One thing on all of our minds since September was what would happen to the galleries in Chinatown after Greg Escalante. There have been "art world art" galleries on Chung King Road since China Art Objects opened their doors on January 14, 1999 - nineteen years now. Some have lasted for only a month or two, others have stayed a decade or more. It always seems tenuous - some people blithely squawk about some other era being a mythical high point and others cheer us on for keeping something (what exactly?) alive.
Greg's gallery was open almost exactly two years. His opening show was Labor Day Weekend 2015 and the gallery's final exhibit opened two years later. He died a week later. Giovanni Intra, one of the founders of China Art Objects, the first "art world art" gallery on Chung King Road, died of an accidental heroin overdose in December of 2002, a month shy of the gallery's three-year anniversary. So these things can come and go in what feels like an instant after seeming to be a permanent fixture. When they come, they have a momentum all their own. When they go, the impact differs - sometimes others shut their doors too, sometimes the next dealer is ready to push their way in and get up an exhibit.
The people who invest months and years of their lives into showing art, working at a gallery, they become fixtures in the neighborhood and then, poof, they are gone. Maybe it is a recession that wipes them off the map, or burnout, bad timing, some other misfortune, or in the case of more than a few of the galleries, even something better coming along and a move to a bigger space in a neighborhood closer to a wealthier clientele. These folks are central to the cultural life of the community and then... life goes on.
When I opened my gallery almost six years ago there was an old Chinese man who I would see watering a small planter every day. every single day. The succulents and greenery thrived. We never spoke until one day he was walking by a Tim Youd exhibit in the gallery and just lit up at the sight of an old typewriter, something from his world. His name was Gary and we chatted about typewriters in all their glory and the bygone days of typed letters in the mail. Gary's been dead about four years now. The planter is empty.
But a cataclysmic loss inevitably brings pause... "Is this it? Is Chinatown over?"... so many people said to me during my first few gallery openings "You're bringing Chinatown back to life!" that it started to sound like dancing on the graves of the places that had been there, each of them aspiring in their own vision, some dreaming of being the next Gagosian, others bandwagoning onto the scene, still others looking to make a buck and host a classy party or two in the process. All of these were of course caked onto over half a century of the Chinese American experience, starting with the need to for Chinatowns in the first place where the opportunities of the American Dream could only come when Chinese Americans separated themselves from most Americans. Their success and eventual transformation within the macrocosm led to the rental of some of the dumpier storefronts to Whitey McArtster, which led to a reliable enclave where fine art could thrive in an atmosphere free of tuition.

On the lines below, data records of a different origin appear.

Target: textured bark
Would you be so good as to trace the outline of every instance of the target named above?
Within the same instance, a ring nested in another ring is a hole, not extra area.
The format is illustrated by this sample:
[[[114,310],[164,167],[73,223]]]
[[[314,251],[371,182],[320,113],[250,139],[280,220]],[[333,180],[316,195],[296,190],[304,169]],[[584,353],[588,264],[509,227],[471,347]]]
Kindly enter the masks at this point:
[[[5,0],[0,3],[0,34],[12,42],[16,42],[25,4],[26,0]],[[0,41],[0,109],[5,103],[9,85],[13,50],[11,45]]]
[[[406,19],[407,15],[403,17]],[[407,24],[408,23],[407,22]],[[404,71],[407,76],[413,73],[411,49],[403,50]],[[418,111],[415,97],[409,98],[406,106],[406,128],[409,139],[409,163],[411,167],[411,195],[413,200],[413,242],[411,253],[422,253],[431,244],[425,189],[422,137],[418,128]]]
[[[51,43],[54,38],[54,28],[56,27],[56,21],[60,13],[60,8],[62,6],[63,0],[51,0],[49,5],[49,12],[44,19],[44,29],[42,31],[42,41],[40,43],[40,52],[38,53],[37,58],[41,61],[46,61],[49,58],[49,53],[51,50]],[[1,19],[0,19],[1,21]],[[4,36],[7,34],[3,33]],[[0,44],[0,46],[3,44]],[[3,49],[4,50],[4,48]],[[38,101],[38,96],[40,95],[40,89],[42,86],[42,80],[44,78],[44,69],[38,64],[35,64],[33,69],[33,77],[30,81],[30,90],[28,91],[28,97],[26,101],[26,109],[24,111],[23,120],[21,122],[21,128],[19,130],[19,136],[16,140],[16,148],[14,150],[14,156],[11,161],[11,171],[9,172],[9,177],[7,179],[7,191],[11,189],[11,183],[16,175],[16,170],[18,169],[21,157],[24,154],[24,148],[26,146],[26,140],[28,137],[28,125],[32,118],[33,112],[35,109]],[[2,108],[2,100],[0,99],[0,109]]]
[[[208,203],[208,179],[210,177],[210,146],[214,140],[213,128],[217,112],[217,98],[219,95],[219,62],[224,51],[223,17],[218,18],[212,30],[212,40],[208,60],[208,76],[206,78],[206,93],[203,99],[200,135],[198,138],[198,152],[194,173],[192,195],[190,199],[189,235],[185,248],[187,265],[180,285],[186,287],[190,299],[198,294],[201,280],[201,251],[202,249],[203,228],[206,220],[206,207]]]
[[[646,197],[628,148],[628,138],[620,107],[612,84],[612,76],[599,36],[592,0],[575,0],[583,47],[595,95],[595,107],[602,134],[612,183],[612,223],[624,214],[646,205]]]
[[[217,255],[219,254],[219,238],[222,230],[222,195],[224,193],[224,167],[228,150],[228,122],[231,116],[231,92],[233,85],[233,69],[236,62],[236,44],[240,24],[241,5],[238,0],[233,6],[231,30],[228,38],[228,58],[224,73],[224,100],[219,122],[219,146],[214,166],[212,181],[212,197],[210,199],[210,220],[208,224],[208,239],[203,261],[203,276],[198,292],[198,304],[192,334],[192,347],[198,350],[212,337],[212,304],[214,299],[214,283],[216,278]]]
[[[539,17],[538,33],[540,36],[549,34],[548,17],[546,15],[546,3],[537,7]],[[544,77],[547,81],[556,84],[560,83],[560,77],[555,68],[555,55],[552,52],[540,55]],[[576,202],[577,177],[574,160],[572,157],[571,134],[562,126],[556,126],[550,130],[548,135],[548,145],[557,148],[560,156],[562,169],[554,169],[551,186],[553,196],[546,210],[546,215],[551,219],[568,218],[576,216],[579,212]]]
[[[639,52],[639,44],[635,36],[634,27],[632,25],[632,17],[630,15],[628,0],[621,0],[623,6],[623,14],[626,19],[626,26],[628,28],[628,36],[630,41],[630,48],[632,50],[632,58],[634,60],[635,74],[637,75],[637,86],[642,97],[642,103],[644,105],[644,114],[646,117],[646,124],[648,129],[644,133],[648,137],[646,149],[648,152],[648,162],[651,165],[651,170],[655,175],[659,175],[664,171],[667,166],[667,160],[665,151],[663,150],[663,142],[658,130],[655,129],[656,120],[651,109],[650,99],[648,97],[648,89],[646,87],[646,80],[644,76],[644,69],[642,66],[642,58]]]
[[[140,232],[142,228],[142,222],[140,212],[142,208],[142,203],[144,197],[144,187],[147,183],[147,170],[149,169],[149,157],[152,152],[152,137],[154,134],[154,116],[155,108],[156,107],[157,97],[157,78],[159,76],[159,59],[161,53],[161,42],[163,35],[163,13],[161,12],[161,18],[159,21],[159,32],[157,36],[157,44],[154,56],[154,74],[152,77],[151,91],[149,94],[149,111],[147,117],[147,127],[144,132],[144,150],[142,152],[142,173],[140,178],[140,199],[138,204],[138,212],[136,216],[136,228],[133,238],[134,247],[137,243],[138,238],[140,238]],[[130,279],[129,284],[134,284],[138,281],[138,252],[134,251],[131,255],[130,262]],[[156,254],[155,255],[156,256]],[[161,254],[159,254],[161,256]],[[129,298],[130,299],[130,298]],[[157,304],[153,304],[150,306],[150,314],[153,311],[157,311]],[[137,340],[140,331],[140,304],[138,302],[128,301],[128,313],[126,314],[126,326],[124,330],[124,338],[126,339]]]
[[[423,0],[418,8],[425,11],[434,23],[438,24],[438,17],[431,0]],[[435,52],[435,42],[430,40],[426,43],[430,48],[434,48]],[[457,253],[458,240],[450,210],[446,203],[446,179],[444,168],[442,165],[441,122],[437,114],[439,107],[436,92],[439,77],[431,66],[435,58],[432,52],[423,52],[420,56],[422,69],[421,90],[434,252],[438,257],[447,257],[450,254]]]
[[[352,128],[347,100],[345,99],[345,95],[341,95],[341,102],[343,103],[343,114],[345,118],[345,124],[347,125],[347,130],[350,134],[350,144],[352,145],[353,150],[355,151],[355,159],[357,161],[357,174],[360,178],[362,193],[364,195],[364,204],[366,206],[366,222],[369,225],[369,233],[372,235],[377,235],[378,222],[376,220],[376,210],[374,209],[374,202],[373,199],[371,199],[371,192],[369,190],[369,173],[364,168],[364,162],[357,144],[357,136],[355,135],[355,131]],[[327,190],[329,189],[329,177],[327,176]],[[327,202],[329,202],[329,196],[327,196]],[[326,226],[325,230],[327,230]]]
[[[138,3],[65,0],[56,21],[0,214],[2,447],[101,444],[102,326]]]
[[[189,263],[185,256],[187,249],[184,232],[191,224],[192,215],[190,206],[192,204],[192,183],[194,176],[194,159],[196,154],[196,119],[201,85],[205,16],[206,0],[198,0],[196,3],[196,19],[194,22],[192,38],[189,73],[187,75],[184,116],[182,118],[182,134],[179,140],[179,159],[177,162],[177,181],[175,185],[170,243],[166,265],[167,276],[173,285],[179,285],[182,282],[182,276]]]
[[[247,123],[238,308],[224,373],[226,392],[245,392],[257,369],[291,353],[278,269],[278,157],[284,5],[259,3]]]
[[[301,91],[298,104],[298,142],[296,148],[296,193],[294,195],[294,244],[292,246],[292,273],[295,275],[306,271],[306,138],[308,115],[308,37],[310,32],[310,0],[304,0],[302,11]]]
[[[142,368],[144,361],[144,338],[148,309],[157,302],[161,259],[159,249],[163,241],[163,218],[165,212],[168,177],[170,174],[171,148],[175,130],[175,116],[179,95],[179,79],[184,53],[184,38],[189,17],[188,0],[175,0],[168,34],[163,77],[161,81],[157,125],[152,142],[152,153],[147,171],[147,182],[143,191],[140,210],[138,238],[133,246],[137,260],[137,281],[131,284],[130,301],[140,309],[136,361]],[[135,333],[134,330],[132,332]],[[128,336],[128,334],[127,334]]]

And so the rollercoaster - that grind of paying rent, funding projects, painting the walls, getting sick of Kung Pao chicken, sending out press releases and keeping some shred of commitment to a space in uninitiated conjunction with just a few others enough to appear, at times, as a community, a joint venture when all is running well and a gaggle of activity when left to our own devices - that rollercoaster dips and soars, on and on. The old theory was that all you needed for a gallery was a "Clean Well-Lit Space" but when you add in other galleries nearby, it can add to not only the quick acceptance of and interest in your exhibition space, but increase the reach and longevity of your curatorial program.
So Greg's tragic exit was just one more sad dive on the rollercoaster that is daily life in sustaining an "art world art" gallery neighborhood, this weird hybrid of retail mall, small museum, time capsule, and ego massage parlor. But Chinatown didn't end then. Tonight began the twentieth year of art world art in L.A.'s Chinatown. A great show, a great crowd, a great vibe. We all went out for Chinese food afterwards. Driving home I thought about the good times with Greg, almost four months gone. I turned on the radio. Pink Floyd's "Wish You Were Here" was playing. Wish you were here, Greg, the next chapter in Chinatown looks great... wish you were here.